Born in 1899 in Rosario, Santa Fe to Italian parents, after completing his studies in Italy, Fontana returned to Argentina and began to devote himself to sculpture, which included working with his father, a sculptor and architect, in the construction of cemetery memorials. The first exhibition of his work – the study of a female face – was in 1925 at the Salon de Bellas Artes in Rosario. In 1927 he returned to Milan and enrolled at the Accademia di Belle Arti di Brera, where he studied under Adolfo Wildt. His first results were characterised by a rough, vibrant plasticity, but from about 1930, he began to produce entirely new work.

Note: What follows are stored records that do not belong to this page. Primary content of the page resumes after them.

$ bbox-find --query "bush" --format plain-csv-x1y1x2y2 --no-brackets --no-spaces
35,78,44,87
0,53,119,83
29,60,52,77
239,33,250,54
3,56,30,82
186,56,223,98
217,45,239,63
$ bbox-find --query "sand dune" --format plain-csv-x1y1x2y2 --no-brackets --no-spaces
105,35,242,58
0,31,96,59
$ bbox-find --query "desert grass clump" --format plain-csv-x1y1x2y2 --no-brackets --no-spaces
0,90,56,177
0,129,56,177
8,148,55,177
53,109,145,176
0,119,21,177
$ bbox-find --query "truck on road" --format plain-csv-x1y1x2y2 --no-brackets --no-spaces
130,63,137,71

In the same year he took part in the Venice Biennale and began exhibiting regularly at the Galleria del Milione in Milan, where he held his first solo exhibition in 1931, curated by Edoardo Persico.

During these years, he joined the Lombardy group of abstract artists and the international movement Abstraction-Création.

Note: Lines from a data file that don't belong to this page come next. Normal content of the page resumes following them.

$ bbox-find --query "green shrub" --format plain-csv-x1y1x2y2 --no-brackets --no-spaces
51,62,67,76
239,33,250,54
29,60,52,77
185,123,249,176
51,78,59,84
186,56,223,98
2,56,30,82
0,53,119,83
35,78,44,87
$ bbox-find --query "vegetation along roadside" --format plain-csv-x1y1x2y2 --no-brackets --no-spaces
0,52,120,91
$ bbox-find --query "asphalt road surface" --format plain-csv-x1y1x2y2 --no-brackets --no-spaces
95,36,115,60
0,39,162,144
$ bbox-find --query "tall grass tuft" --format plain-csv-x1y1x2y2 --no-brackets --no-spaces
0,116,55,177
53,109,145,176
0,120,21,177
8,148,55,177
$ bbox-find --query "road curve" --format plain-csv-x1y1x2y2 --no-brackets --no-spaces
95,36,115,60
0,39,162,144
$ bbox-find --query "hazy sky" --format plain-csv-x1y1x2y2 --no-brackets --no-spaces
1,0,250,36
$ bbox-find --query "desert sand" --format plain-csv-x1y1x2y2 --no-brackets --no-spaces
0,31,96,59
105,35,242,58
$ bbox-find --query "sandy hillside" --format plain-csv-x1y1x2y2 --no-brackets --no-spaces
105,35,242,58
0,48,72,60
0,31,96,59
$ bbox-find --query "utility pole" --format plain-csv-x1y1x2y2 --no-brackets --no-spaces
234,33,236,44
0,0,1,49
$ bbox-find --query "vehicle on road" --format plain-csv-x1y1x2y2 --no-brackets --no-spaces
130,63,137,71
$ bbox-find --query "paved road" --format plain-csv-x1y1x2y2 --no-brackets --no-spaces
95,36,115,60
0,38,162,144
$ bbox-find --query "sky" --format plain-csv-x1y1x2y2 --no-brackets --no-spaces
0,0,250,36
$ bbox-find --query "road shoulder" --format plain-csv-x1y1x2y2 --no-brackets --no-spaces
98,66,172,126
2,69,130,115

In 1939 he again moved back to Argentina, where in 1946 he published the Manifiesto blanco, which laid the foundations for spatialism, a direction he fully developed after his return to Italy in 1947. The first Spatialist Manifesto appeared in December of that year, signed by Giorgio Kaisserlian, Beniamino Joppolo and Milena Milani. In the following years, the aesthetics of spatialism was confirmed in a series of manifestos and policy statements, and found concrete expression in the works that Fontana exhibited at the1948 Venice Biennale and at the Galleria del Naviglio in 1949, where the first Ambiente spaziale [Spatial Environment] demonstrated the breaking of boundaries between painting, sculpture and architecture in order to conquer what Fontana called the “spatial concept of art”.

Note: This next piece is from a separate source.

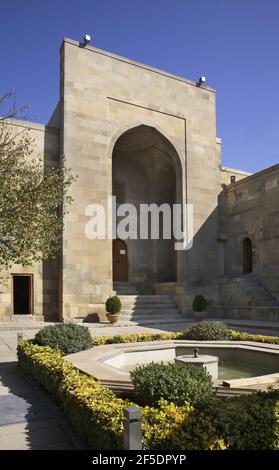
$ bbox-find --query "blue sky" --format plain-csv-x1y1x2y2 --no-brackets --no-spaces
0,0,278,173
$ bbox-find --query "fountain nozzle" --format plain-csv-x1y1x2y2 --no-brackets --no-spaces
193,348,199,358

This was the period of the first “holes”, and the design of the looping tube of neon light, shown at the Milan Triennale in 1951. In the following years, Fontana’s extensive presence on the exhibition circuit culminated in a solo show at the 1958 Venice Biennale.

In 1959, the Galleria del Milione presented the new series of “cuts”, in which the clean, precise gesture of cutting the canvas opened it to an infinite spatial dimension.

Established by this point as one of the major protagonists of contemporary art, Fontana went on to develop new series of works: Nature, Quanta, Teatrini, Fine di Dio and Ambienti spaziali, in which his ideas continually found new directions until his death in 1968.

Of particular significance among the many retrospectives and anthological exhibitions dedicated to the artist were the five exhibitions held in Milan in 1999 to celebrate the centenary of his birth, curated by the leading experts on his work.

The most recent, major exhibitions of his work include the 2014 retrospective at the Musée d'Art Moderne de la Ville de Paris with over 200 sculptures, paintings, ceramics and installations from the 1920s to 1968, and the 2014-2015 Milan exhibition at the Museo del Novecento, organised in collaboration with the Fondazione Lucio Fontana, in which a new perspective has been explored: the parallel path Fontana and Yves Klein took between Paris and Milan in the years 1957-1962.